= Casino War =

Casino table game

Casino War is a proprietary casino table game based on the game of War. It is distributed by Shuffle Master, a division of Scientific Games.

==Game play==
The game is normally played with six standard 52 card decks. The cards are ranked in the same way that cards in poker games are ranked, with aces being the highest cards.

One card each is dealt to a dealer and to a player. If the player's card is higher, they win the wager they bet. However, if the dealer's card is higher, the player loses their bet.

A tie occurs when the dealer and the player each have cards of the same rank. In a tie situation, the player has two options:

- The player can surrender, in which case the player loses half the bet.
- The player can go to war, in which case the player must double their stake.

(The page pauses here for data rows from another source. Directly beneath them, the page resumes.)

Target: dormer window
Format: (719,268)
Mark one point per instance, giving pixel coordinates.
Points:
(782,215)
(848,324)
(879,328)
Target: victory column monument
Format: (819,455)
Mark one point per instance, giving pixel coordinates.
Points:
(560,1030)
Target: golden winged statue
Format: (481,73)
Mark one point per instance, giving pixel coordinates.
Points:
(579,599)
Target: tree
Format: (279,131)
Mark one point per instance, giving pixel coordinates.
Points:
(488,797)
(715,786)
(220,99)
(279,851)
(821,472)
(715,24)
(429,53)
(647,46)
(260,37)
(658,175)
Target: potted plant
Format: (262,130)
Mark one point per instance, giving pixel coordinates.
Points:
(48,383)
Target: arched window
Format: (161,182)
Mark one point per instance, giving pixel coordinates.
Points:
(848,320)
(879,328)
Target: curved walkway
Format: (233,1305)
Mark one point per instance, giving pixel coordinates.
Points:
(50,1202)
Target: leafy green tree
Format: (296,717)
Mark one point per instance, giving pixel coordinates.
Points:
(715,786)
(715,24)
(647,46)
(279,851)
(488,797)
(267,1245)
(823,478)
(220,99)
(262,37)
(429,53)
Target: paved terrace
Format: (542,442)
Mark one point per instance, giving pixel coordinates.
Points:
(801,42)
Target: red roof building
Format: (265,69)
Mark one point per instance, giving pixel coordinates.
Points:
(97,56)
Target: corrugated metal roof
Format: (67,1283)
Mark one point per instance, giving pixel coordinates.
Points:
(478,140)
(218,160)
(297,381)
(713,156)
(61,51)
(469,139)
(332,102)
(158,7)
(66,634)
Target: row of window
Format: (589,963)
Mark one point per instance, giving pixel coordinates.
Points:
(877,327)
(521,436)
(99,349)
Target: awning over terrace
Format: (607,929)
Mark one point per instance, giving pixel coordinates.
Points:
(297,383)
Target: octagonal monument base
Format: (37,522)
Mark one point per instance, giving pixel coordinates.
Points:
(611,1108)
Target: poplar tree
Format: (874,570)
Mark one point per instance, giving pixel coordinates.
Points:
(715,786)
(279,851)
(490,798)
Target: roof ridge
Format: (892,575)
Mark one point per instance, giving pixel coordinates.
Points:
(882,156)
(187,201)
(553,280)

If the player continues play in view of a tie, the dealer burns (discards) three cards before dealing each of them an additional card. If the player's card is ranked higher than the dealer's, then the player wins the amount of their original wager only. If the dealer's card is ranked higher than the player's, the player loses their (doubled) wager. If the ranks are equal, then the player wins the amount of their doubled wager.

A side bet is offered by which a player can bet on ties. If the player bets on the tie, and their card matches the dealer's, then the player wins 10 to 1 to their original wager on the tie bet.

==Strategy and house advantage==
Surrendering has a slightly higher advantage for the house in the case that a bonus payout is offered, so based on the expected value probabilities a player should never surrender.

The dealer and the player each have a 46.3% chance of winning on the first card (in a standard game with 6 decks), so this seems like an even money game. The house advantage, however, comes from what happens in the case of a tie.

The house advantage increases with the number of decks in play and decreases in casinos who offer a bonus payout. The house advantage for this game is usually over 2%.

==History==
The game was developed by Bet Technology, a small company based in Carson City, Nevada. The patent on the game was filed in 1993. By 1994, the game was offered at five Northern Nevada casinos, beginning with Harrah's Tahoe.

In 2004, Shuffle Master acquired most of Bet Technology's assets, including Casino War.